However, I don't think anybody has really wide spread adoption yet and I think
it's because the tools aren't accessible to the majority of researchers
currently. Take, for example, mlflow. It's a great tool in many ways but
requires you to think fairly carefully about how to structure your application
around the framework. Additionally, to run experiments, you need to set up
your own infrastructure.

These requirements may be met in some settings (larger businesses with a
modern engineering culture) but I think are not met in the broader market
(university research departments, smaller businesses, businesses without the
modern engineering focus, etc).

For the ideas in the personal finance space, there are, as we all know, a
large number of fintech companies that are attempting to tackle many aspects
of this right now. It's a very tough space to get into due to regulation and
poor economics at small scales. It's a domain I'm familiar with though and
that means a lot to me. I think the financial industry has a long way to go
and will almost certainly look radically different in the future.
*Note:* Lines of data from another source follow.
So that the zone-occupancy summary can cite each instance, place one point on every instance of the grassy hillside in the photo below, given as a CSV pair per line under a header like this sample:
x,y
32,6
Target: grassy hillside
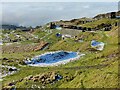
x,y
97,69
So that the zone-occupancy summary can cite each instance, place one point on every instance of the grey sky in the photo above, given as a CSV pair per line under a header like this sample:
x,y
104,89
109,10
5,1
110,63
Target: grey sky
x,y
32,14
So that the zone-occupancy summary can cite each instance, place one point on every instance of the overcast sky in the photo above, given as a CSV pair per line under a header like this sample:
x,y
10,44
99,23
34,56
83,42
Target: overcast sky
x,y
39,13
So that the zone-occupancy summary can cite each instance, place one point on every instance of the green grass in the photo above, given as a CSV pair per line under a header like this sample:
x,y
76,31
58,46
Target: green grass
x,y
97,69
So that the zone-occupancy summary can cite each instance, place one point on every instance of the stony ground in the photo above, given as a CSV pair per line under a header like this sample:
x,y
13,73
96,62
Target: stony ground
x,y
97,69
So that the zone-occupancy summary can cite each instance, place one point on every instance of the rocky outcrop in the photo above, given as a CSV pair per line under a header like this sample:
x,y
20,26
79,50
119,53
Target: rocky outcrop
x,y
45,78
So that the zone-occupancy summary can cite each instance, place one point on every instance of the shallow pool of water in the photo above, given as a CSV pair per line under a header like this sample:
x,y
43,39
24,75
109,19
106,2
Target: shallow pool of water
x,y
53,58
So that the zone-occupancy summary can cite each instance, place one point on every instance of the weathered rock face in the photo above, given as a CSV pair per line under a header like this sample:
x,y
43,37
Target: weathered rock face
x,y
45,78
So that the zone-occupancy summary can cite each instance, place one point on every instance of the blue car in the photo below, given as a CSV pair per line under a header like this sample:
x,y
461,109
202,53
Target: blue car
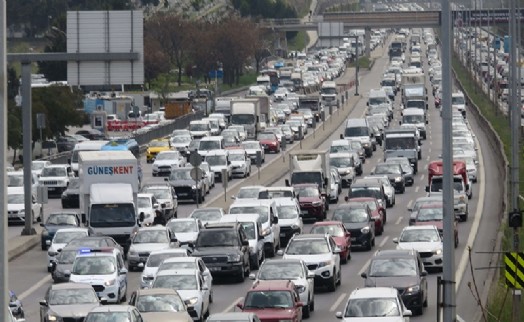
x,y
55,221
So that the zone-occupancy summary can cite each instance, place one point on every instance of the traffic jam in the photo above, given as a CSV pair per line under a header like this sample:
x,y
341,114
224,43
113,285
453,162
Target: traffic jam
x,y
136,235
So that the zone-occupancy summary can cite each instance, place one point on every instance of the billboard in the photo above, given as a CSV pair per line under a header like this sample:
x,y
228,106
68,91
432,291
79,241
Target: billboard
x,y
105,32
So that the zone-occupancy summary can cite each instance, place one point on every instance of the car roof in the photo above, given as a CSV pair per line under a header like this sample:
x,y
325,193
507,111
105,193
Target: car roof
x,y
373,292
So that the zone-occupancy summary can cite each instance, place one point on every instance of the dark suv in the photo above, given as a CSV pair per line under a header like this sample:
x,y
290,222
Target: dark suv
x,y
224,248
275,300
403,270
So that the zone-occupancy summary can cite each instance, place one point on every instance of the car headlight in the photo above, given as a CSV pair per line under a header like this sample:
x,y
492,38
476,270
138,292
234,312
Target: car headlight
x,y
413,289
301,288
233,257
325,263
110,282
192,301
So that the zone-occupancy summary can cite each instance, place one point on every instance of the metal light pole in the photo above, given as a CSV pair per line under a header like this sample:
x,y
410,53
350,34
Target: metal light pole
x,y
4,286
448,279
514,110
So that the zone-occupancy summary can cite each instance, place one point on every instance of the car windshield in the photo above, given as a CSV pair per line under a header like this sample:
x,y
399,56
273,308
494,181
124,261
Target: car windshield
x,y
214,160
307,247
15,199
182,226
63,237
390,168
150,236
54,172
144,202
94,265
372,307
182,174
269,299
155,260
177,282
287,212
260,210
333,230
167,156
159,193
159,303
345,162
430,214
419,236
207,215
248,193
107,317
307,191
72,296
217,238
281,271
351,215
385,267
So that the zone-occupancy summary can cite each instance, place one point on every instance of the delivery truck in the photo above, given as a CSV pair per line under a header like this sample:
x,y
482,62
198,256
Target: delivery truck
x,y
108,193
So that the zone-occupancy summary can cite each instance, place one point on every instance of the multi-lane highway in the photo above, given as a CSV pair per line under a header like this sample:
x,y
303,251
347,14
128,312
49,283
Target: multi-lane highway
x,y
29,278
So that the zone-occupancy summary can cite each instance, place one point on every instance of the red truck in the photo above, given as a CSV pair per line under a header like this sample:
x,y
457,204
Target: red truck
x,y
461,185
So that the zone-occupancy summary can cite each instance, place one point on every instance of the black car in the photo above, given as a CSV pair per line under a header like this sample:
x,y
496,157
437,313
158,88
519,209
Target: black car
x,y
395,174
403,270
55,221
92,134
224,248
359,222
185,186
71,196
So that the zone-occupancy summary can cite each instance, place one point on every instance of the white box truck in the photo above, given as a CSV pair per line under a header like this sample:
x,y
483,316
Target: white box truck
x,y
108,193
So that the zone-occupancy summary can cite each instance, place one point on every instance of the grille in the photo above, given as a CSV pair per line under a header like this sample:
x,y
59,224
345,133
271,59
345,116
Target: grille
x,y
312,267
99,288
73,319
214,259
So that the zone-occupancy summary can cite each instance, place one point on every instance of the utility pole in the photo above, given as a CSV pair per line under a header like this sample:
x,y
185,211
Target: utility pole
x,y
4,286
448,279
514,110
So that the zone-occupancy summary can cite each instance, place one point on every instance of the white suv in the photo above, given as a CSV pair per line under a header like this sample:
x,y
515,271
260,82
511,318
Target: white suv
x,y
321,254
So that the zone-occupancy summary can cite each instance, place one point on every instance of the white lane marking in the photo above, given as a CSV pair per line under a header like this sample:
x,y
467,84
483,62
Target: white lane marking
x,y
33,288
476,221
365,267
337,302
383,242
232,305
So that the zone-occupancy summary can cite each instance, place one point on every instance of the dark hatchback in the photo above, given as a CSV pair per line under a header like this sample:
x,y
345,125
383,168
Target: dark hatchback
x,y
55,221
358,221
403,270
71,196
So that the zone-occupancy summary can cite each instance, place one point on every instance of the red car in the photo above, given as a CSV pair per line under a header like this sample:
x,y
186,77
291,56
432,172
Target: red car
x,y
269,142
378,213
273,300
433,214
311,201
340,235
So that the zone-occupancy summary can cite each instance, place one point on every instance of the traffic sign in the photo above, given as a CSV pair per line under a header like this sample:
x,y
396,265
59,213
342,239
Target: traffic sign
x,y
195,159
514,270
196,174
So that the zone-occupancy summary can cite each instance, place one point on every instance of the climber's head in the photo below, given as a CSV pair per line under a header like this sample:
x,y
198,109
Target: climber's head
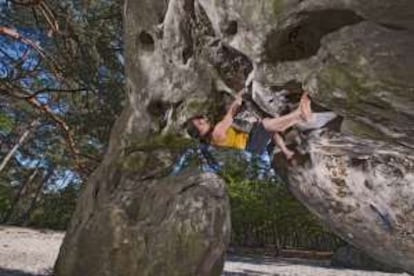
x,y
199,126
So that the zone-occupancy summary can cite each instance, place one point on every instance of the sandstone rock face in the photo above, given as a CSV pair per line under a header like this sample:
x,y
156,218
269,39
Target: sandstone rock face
x,y
174,226
183,57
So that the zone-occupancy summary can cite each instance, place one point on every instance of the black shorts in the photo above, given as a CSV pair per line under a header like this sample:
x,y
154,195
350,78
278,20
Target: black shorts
x,y
259,140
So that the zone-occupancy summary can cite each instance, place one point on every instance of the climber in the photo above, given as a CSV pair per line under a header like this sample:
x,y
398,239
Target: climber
x,y
223,134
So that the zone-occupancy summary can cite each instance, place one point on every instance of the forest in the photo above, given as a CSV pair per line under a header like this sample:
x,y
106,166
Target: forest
x,y
61,90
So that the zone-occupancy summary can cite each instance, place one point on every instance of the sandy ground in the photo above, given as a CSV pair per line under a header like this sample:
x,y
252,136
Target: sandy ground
x,y
27,252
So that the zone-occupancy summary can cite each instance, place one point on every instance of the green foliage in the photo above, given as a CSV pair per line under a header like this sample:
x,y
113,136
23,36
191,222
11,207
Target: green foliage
x,y
264,212
56,209
6,123
6,194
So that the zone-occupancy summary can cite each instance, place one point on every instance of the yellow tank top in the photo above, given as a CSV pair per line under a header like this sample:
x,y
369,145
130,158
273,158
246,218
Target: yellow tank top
x,y
234,139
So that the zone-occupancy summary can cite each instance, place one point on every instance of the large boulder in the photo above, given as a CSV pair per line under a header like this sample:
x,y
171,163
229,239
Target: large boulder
x,y
184,57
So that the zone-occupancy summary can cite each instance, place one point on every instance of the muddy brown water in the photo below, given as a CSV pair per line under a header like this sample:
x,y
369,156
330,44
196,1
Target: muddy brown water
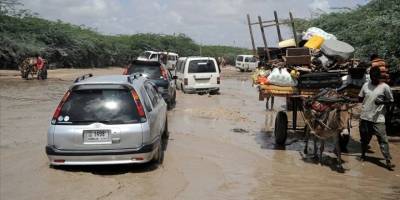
x,y
219,149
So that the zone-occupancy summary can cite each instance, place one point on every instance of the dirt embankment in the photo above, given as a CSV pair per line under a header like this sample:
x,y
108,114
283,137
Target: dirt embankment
x,y
217,150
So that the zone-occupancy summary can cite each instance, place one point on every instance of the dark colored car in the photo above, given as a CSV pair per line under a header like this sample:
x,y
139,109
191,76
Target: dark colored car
x,y
159,75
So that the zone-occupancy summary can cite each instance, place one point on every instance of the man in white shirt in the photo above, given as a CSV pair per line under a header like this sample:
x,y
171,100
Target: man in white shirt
x,y
374,95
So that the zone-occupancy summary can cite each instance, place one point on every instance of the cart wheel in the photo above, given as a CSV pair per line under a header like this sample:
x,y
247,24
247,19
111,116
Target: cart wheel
x,y
281,128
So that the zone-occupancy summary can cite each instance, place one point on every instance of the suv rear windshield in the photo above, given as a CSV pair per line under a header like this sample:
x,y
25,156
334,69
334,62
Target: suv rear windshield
x,y
109,106
152,72
202,66
250,59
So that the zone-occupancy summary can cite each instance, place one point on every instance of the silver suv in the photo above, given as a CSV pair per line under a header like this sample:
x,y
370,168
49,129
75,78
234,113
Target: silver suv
x,y
108,120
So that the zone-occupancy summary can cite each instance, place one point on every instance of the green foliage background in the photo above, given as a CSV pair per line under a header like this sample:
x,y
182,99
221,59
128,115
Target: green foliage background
x,y
373,28
66,45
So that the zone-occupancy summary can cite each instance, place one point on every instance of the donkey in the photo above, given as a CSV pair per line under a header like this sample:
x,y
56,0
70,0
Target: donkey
x,y
326,116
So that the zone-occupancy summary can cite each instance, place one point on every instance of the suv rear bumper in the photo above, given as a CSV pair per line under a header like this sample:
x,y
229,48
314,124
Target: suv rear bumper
x,y
101,157
201,89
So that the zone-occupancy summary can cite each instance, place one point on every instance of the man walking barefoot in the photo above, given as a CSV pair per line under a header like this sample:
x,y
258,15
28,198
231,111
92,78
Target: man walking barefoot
x,y
374,95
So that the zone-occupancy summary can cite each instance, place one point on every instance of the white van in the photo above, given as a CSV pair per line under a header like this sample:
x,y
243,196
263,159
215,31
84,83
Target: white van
x,y
168,58
246,62
198,74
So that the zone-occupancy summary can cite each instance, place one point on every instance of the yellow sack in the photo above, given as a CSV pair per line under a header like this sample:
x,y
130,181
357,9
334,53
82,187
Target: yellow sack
x,y
315,42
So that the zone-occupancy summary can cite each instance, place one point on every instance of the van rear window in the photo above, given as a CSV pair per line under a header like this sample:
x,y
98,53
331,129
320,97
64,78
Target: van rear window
x,y
109,106
152,72
202,66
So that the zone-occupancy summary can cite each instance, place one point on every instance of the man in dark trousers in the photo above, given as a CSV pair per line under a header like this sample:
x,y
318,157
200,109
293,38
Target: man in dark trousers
x,y
374,95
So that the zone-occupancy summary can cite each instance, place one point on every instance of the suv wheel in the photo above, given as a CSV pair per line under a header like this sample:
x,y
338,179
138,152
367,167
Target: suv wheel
x,y
159,156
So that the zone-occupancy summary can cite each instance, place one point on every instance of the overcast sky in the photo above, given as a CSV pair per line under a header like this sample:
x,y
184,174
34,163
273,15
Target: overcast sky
x,y
217,22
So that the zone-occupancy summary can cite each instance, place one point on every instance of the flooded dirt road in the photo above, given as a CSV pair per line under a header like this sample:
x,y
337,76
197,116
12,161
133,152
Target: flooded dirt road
x,y
218,149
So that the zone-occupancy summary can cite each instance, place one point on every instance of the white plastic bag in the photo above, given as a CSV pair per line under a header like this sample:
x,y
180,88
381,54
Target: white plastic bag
x,y
281,77
317,31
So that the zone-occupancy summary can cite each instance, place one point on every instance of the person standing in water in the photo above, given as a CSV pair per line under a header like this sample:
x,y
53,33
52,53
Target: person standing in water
x,y
374,95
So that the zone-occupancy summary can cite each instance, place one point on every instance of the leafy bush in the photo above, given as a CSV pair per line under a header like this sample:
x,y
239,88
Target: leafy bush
x,y
66,45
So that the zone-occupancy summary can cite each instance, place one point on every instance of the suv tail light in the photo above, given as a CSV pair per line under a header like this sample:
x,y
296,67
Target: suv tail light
x,y
139,105
164,73
59,107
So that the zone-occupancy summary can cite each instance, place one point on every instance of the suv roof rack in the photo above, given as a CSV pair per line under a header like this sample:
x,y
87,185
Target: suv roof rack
x,y
83,77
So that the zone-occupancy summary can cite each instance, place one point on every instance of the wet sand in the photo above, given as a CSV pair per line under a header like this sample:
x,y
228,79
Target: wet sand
x,y
218,149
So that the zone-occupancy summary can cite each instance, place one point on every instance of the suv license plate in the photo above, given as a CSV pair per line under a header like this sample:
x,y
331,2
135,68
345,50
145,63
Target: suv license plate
x,y
97,137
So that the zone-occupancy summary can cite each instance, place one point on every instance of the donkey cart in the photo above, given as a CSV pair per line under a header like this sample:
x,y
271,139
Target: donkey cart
x,y
320,115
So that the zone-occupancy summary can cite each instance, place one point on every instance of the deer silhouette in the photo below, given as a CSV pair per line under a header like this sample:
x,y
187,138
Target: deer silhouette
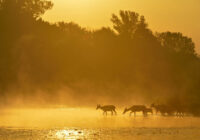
x,y
163,109
136,108
107,108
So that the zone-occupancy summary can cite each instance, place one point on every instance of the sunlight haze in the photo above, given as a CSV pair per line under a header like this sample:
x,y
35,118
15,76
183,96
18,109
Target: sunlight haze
x,y
169,15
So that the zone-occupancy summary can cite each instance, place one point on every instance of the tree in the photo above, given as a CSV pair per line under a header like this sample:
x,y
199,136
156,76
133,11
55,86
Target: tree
x,y
129,23
177,42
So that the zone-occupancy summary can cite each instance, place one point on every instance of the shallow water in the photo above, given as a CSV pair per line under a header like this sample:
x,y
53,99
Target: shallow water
x,y
84,124
100,133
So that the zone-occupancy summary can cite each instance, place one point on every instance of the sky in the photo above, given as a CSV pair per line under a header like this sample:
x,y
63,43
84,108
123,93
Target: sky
x,y
161,15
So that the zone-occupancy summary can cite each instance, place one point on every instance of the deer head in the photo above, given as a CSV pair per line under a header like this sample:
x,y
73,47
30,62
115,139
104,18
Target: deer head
x,y
98,106
125,110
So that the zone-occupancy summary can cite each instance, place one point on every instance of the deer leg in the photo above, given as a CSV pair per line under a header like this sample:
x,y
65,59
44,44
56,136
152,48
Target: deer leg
x,y
130,113
115,112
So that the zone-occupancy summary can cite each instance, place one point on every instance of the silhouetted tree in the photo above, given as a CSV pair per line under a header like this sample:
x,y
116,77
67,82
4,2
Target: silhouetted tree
x,y
129,23
177,42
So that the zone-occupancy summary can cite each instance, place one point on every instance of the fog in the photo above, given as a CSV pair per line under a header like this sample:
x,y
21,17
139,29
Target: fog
x,y
87,118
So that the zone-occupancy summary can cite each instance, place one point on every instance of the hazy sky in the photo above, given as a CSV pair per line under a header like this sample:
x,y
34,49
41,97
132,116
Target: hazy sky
x,y
162,15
As it
stands, I believe the industry is too fragmented from the customer
perspective, with different organisations offering parts of what to people are
really all the same thing.

To plan and save for my future I need a current account with a bank to manage
my day to day spending and as a 'hub', savings accounts (potentially with
other institutions) to save cash, I need a brokerage account to diversify my
savings, a company pension pot (with one or more providers depending on how
you've moved jobs) and possibly an IFA to tie it all together and cut through
the jargon and save you time. This should all be one thing - and it should be
easy, and cheap.

Re the contracts idea specifically - yes I am aware of a few
firms/organisations that independently manage contracts digitally. The idea is
about trying to provide that functionality as a service with the intention
being to make consumers lives easier as much as businesses (e.g. I would like
one central place where I can manage all of my contracts, sign them, ask
questions, be reminded of upcoming obligations, etc). Right now, I think most
people have a drawer somewhere full of paper that could probably be organised
better.

I'll be honest, I don't have a specific niche yet. If I were to validate that
idea further, I would approach legal firms, landlords, and legal departments
as saas businesses first most likely. I'm sure there are other sectors worth
considering. It may also be that the business first way is the wrong way to
approach it? Perhaps You could build a tool for consumers first.